George Mason by William G. Hyland
Author:William G. Hyland
Language: eng
Format: epub
Publisher: Regnery History
CHAPTER THIRTEEN
The Virginia Ratifying Convention
* * *
I believe there are few men in whom [Washington] placed greater confidence; but it is possible my opposition to the new government, both as a member of the national and of the Virginia Convention, may have altered the case.

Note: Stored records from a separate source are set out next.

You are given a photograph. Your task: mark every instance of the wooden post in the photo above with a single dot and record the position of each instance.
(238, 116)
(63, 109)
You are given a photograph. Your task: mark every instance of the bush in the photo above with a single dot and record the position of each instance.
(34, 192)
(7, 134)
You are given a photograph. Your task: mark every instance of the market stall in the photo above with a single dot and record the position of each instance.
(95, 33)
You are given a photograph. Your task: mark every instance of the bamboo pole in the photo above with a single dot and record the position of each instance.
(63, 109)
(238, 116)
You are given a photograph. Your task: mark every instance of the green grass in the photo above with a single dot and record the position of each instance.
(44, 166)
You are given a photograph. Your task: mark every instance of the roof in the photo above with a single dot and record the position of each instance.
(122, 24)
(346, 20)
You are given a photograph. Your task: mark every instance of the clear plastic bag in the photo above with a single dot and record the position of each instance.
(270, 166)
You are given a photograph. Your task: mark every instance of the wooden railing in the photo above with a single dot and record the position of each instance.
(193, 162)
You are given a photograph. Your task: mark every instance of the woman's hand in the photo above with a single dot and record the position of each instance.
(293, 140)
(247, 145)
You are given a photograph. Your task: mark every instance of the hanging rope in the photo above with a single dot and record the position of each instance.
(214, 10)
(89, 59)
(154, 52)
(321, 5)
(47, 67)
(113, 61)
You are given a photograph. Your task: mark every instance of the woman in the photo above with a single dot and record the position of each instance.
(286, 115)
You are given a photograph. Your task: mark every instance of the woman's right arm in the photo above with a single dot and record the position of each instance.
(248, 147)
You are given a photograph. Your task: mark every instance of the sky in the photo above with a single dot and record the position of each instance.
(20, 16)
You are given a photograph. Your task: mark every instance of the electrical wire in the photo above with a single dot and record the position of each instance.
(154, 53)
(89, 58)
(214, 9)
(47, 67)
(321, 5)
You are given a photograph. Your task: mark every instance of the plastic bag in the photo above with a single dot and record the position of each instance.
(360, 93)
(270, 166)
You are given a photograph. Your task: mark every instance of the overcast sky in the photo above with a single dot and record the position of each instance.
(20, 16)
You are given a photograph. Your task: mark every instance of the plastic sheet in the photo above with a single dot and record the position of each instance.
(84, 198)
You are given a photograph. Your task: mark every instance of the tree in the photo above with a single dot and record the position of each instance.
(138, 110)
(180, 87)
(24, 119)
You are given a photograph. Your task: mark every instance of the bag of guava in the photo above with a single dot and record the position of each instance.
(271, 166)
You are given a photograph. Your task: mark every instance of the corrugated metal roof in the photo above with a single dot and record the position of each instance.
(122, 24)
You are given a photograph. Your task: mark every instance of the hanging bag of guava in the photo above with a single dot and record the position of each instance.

— GEORGE MASON to his son John (1789)
Weary and graying at sixty-two after the Philadelphia Convention, Mason went home to Gunston Hall and threw himself into improvements of his beloved estate. Mason retreated to the bosom of his devoted family, writing: “[A]t my time of life, my only satisfaction and pleasure is in my children, and all my views are centered in their welfare and happiness.”1 There is little doubt that during his time in Philadelphia Mason suffered political and psychological wounds that never completely healed. He was happy to be returning home, but the severe accident when his carriage overturned on the way back was perhaps an omen. Daniel Carroll, a delegate to the Convention from Maryland, wrote to James Madison chronicling Mason’s accident. After leaving Philadelphia he had overtaken Mason and a traveling companion, James McHenry, on the road: “By the time they had reachd within 9 Miles of Baltimore, they had exhausted all the stories of their youth &ca. and had enterd into a discusn. of the rights to the Western World. You know they are champions on opposite sides of this question. The Majr. having pushd the Col. hard on the Charters of Virginia the latter had just wax’d warm, when his Char[i]oteer put an end to the dispute, by jumbling their Honors together by an oversett. I came up soon after. They were both hurt—the Col. most so—he lost blood at Baltimore, & is well.”2
Mason himself described the accident in a letter to Washington shortly after his return from Philadelphia: “I got very much hurt in my Neck & Head, by the unlucky Accident on the Road; it is now wearing off; tho’ at times still uneasy to me.”3 Washington mentioned the accident in his reply: “I am sorry to hear you met with an accident on your return. I hope you experience no ill effect from it. The family here join me in compliments and good wishes to you, Mrs Mason and Family. I am Dr Sir, Yr Most Obed. & Affecte Hble Servant.”4
It is ironic, perhaps a foreshadowing, that Washington had also suffered misfortune on his way back from the Convention. Washington had set out for Mount Vernon from Philadelphia on the afternoon of September 18, 1787, along with fellow Virginia delegate John Blair. He was in such a hurry to return to his beloved estate that he refused to wait when heavy rains prevented the pair from crossing a ford at Elkton, Maryland. He attempted to send his carriage, loaded with baggage, over an old abandoned bridge. He and Blair got out of the carriage as a precaution against accidents—fortuitously, because the bridge collapsed. One of Washington’s horses, still in harness, dropped fifteen feet, and the other came close to falling, which would have crushed Washington’s carriage.